Conference Notes 04/02/2025

Respiratory Pharmacy Lecture – Zacharry Dougherty PharmD

Community Acquired Pneumonia (CAP)

  • ATS/IDSA guidelines for treatment of adults with CAP
  • Typical organisms include strep pneumoniae, H. Influenzae, M. pneumoniae
  • Be aware if the patient has a history of MRSA / Pseudomonas colonization
  • Risk stratify patients with a calculator such as Pneumonia Severity Index (PSI) to determine inpatient vs outpatient treatment.

Outpatient:

  • With vs without comorbidities
  • Without (Single agents): Amoxicillin 1000mg TID, Doxy 100mg BID, Azithromycin 500mg daily for 3 days.

Azithromycin monotherapy not recommended due to local S. pneumoniae resistance rates

  • With: Augmentin 875mg BID plus doxy or azithromycin for 7 days
  • Cefpodoxime 200mg BID or Cefuroxime 500mg BID plus doxy or azithromycin for 7 days
  • Levofloxacin 750mg daily for 7 days

Clinical success is highest with cephalosporins.

Cefdinir technically has appropriate coverage, however some strains of these bacteria have resistance to this, and for this reason, it is not recommended by the ATS/IDSA

Multi Drug Resistant (MDR) Coverage:

  • Doxycyline 100mg BID for MRSA coverage and Levofloxacin 750mg daily for p. aeruginosa

Always consult your hospital antibiogram

Inpatient (Nonsevere vs Severe CAP):

Nonsevere:

  • Ceftriaxone 2g Daily + Azithromycin

If Prior culture, or recent hospitalization, add MRSA coverage with Vancomycin

If Prior culture, for pseudomonas change ceftriaxone to cefepime.

Severe:

  • Cefepime 2g Q8 or Zosyn 4.5g Q6 (plus vancomycin and azithromycin)

Anaerobic Infections:

  • Less common, however lung abscess, empyema, and necrotizing pneumonia make this more likely to occur.

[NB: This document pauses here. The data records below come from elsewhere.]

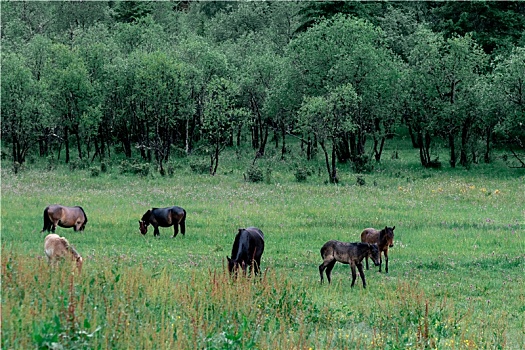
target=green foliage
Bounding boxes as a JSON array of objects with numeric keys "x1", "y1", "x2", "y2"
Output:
[
  {"x1": 119, "y1": 160, "x2": 150, "y2": 176},
  {"x1": 246, "y1": 164, "x2": 264, "y2": 182},
  {"x1": 190, "y1": 158, "x2": 210, "y2": 174},
  {"x1": 294, "y1": 166, "x2": 312, "y2": 182},
  {"x1": 69, "y1": 158, "x2": 89, "y2": 171},
  {"x1": 89, "y1": 166, "x2": 101, "y2": 177},
  {"x1": 1, "y1": 1, "x2": 525, "y2": 172},
  {"x1": 1, "y1": 154, "x2": 525, "y2": 349}
]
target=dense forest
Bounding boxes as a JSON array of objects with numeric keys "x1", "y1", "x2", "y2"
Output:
[{"x1": 1, "y1": 1, "x2": 525, "y2": 182}]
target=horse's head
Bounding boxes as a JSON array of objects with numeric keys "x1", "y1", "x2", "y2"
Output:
[
  {"x1": 380, "y1": 226, "x2": 396, "y2": 248},
  {"x1": 139, "y1": 220, "x2": 148, "y2": 235},
  {"x1": 368, "y1": 243, "x2": 381, "y2": 266},
  {"x1": 226, "y1": 256, "x2": 247, "y2": 275}
]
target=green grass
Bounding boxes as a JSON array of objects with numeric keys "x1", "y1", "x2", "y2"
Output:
[{"x1": 1, "y1": 144, "x2": 525, "y2": 349}]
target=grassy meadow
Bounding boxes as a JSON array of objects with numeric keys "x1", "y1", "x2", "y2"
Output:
[{"x1": 1, "y1": 141, "x2": 525, "y2": 349}]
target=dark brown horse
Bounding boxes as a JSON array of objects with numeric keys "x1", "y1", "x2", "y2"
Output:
[
  {"x1": 361, "y1": 226, "x2": 396, "y2": 273},
  {"x1": 226, "y1": 227, "x2": 264, "y2": 275},
  {"x1": 40, "y1": 204, "x2": 87, "y2": 232},
  {"x1": 139, "y1": 207, "x2": 186, "y2": 238},
  {"x1": 319, "y1": 240, "x2": 379, "y2": 288},
  {"x1": 44, "y1": 233, "x2": 82, "y2": 272}
]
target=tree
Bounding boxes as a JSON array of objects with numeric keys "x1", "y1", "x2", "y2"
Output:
[
  {"x1": 202, "y1": 77, "x2": 245, "y2": 176},
  {"x1": 1, "y1": 52, "x2": 43, "y2": 169},
  {"x1": 432, "y1": 1, "x2": 525, "y2": 54},
  {"x1": 408, "y1": 27, "x2": 486, "y2": 167},
  {"x1": 494, "y1": 47, "x2": 525, "y2": 167},
  {"x1": 46, "y1": 44, "x2": 93, "y2": 163},
  {"x1": 290, "y1": 15, "x2": 398, "y2": 161},
  {"x1": 134, "y1": 51, "x2": 192, "y2": 174},
  {"x1": 299, "y1": 84, "x2": 359, "y2": 183}
]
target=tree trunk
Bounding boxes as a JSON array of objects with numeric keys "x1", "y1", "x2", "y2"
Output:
[
  {"x1": 483, "y1": 127, "x2": 492, "y2": 164},
  {"x1": 281, "y1": 125, "x2": 286, "y2": 160},
  {"x1": 64, "y1": 125, "x2": 69, "y2": 164},
  {"x1": 330, "y1": 139, "x2": 339, "y2": 184},
  {"x1": 319, "y1": 142, "x2": 332, "y2": 182},
  {"x1": 448, "y1": 132, "x2": 457, "y2": 168},
  {"x1": 75, "y1": 126, "x2": 82, "y2": 159}
]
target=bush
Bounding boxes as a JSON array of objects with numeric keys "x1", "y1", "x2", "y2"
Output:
[
  {"x1": 294, "y1": 166, "x2": 312, "y2": 182},
  {"x1": 69, "y1": 159, "x2": 88, "y2": 171},
  {"x1": 352, "y1": 154, "x2": 374, "y2": 173},
  {"x1": 89, "y1": 166, "x2": 100, "y2": 177},
  {"x1": 190, "y1": 159, "x2": 210, "y2": 174},
  {"x1": 46, "y1": 154, "x2": 57, "y2": 171},
  {"x1": 245, "y1": 164, "x2": 264, "y2": 182},
  {"x1": 120, "y1": 160, "x2": 149, "y2": 176}
]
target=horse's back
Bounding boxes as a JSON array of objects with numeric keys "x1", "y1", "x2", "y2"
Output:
[
  {"x1": 44, "y1": 233, "x2": 69, "y2": 258},
  {"x1": 44, "y1": 204, "x2": 64, "y2": 217},
  {"x1": 361, "y1": 227, "x2": 380, "y2": 243},
  {"x1": 245, "y1": 226, "x2": 264, "y2": 242},
  {"x1": 232, "y1": 227, "x2": 264, "y2": 260}
]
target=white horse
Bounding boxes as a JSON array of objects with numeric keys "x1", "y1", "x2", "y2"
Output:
[{"x1": 44, "y1": 233, "x2": 82, "y2": 272}]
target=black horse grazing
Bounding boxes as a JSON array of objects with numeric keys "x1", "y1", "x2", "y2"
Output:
[
  {"x1": 319, "y1": 241, "x2": 379, "y2": 288},
  {"x1": 40, "y1": 204, "x2": 87, "y2": 232},
  {"x1": 139, "y1": 207, "x2": 186, "y2": 238},
  {"x1": 361, "y1": 226, "x2": 396, "y2": 273},
  {"x1": 226, "y1": 227, "x2": 264, "y2": 275}
]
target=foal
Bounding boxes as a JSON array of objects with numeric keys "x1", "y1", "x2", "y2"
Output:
[
  {"x1": 44, "y1": 233, "x2": 82, "y2": 272},
  {"x1": 361, "y1": 226, "x2": 396, "y2": 273},
  {"x1": 319, "y1": 241, "x2": 379, "y2": 288}
]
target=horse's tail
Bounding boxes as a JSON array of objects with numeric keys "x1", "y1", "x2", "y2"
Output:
[
  {"x1": 78, "y1": 206, "x2": 87, "y2": 226},
  {"x1": 40, "y1": 207, "x2": 52, "y2": 233}
]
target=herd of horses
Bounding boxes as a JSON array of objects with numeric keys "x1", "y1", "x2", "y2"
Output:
[{"x1": 40, "y1": 204, "x2": 396, "y2": 288}]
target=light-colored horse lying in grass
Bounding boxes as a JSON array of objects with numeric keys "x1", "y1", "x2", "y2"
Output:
[{"x1": 44, "y1": 233, "x2": 82, "y2": 272}]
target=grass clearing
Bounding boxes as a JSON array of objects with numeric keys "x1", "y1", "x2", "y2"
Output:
[{"x1": 1, "y1": 144, "x2": 525, "y2": 349}]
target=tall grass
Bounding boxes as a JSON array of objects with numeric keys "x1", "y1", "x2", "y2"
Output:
[{"x1": 1, "y1": 144, "x2": 525, "y2": 349}]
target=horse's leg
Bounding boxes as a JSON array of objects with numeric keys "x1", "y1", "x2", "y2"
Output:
[
  {"x1": 253, "y1": 258, "x2": 261, "y2": 275},
  {"x1": 180, "y1": 218, "x2": 186, "y2": 235},
  {"x1": 350, "y1": 263, "x2": 363, "y2": 288},
  {"x1": 357, "y1": 263, "x2": 366, "y2": 288},
  {"x1": 319, "y1": 261, "x2": 331, "y2": 283},
  {"x1": 326, "y1": 259, "x2": 337, "y2": 283},
  {"x1": 385, "y1": 248, "x2": 388, "y2": 273}
]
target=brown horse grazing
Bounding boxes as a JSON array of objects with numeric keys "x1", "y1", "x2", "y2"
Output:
[
  {"x1": 226, "y1": 227, "x2": 264, "y2": 275},
  {"x1": 319, "y1": 240, "x2": 379, "y2": 288},
  {"x1": 44, "y1": 233, "x2": 82, "y2": 272},
  {"x1": 361, "y1": 226, "x2": 396, "y2": 273},
  {"x1": 40, "y1": 204, "x2": 87, "y2": 232},
  {"x1": 139, "y1": 207, "x2": 186, "y2": 238}
]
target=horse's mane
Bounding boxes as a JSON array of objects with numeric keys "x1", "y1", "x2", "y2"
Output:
[
  {"x1": 378, "y1": 227, "x2": 394, "y2": 243},
  {"x1": 231, "y1": 228, "x2": 244, "y2": 259},
  {"x1": 67, "y1": 242, "x2": 80, "y2": 258},
  {"x1": 77, "y1": 205, "x2": 87, "y2": 224}
]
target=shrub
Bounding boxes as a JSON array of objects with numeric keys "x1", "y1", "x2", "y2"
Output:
[
  {"x1": 190, "y1": 159, "x2": 210, "y2": 174},
  {"x1": 69, "y1": 159, "x2": 88, "y2": 171},
  {"x1": 294, "y1": 166, "x2": 312, "y2": 182},
  {"x1": 352, "y1": 154, "x2": 374, "y2": 173},
  {"x1": 89, "y1": 166, "x2": 100, "y2": 177},
  {"x1": 46, "y1": 154, "x2": 57, "y2": 171},
  {"x1": 245, "y1": 164, "x2": 264, "y2": 182},
  {"x1": 120, "y1": 160, "x2": 149, "y2": 176}
]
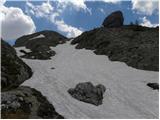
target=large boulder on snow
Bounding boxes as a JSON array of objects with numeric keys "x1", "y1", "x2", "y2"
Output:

Room 9 Follow-up – Madelyn Huttner MD

Age 60s F found down at home confused by family with black sputum. Hx of suspected IBS. Seen initially in room 9. HR 100, BP 100/60, 94% NRB, afebrile. GCS 14, pale, dried black emesis and stool covering her body.

Orders:

  • CBC, CMP, Type and cross, Lipase, Coags, UA, CXR, ABG, Lactic Acid

Consider CTA A/P – was not obtained in this case

Medications:

  • Protonix, Octreotide, Ceftriaxone, IV Fluids, Blood products

Consider reversal of anticoagulation

Procedures:

  • Intubation, Central line, A line

Consider Minnesota tube

Anticipate significant blood in the airway

SALAD (Suction Assisted Laryngoscopy) Technique

ABG 7.3 / 29 / 45 / 14. Hgb 11.6

Na 130, K 3.2, Cl 96, BUN 46, Cr 2.2

Lactic 4.4

GI and MICU consulted from room 9. Patient found to have a history of excessive NSAID use.

Taken for emergent EGD with GI. Found to have significant esophagitis, diffusely ulcerated gastric mucosa and duodenitis.

Overview of Lithuanian Healthcare System – Simona and Deimante

Universal coverage throughout Lithuania. Patients can choose private insurance, however emergency care is fully covered. Private care is used for elective care, and faster access to care, but not common for emergency care. Can show your ID and have no-copay emergency care throughout Europe.

ED systems are based in public hospitals in major centers in Vilnius, Kaunas, and Klaipeda.

Country has a shortage of emergency medicine specialists. General practitioners are gatekeepers to other specialists.

Vilnius and Kaunas are tertiary care centers and trauma centers.

Gallbladder / Biliary Disease – Tim Price MD

30s Male with 4 days of abdominal pain. Pain is consistent and has been steadily worsening. Described as a dull pain. Located in the upper abdomen. If he lays on his back and holds his hands up, his pain is relieved. Has had regular bowel movements but has some nausea a small amount of emesis 3 days ago, as well as decreased appetite. Denies fevers or chills. Has taken hydrocodone which did help somewhat. Denies dysuria.

Differential: Cholecystitis, Choledocolithiasis, Biliary colic, Pancreatitis, Pyelonephritis, Nephrolithiasis, Hepatitis, ACS, Gastroenteritis, AAA, Cannabis hyperemesis

Labs: Elevated tbili on labs. Normal leukocyte count with neutrophil predominance

POCUS Gallbladder US: Gallstone present without pericholecystic fluid. No anterior gallbladder wall thickening. +Sonographic murphy sign.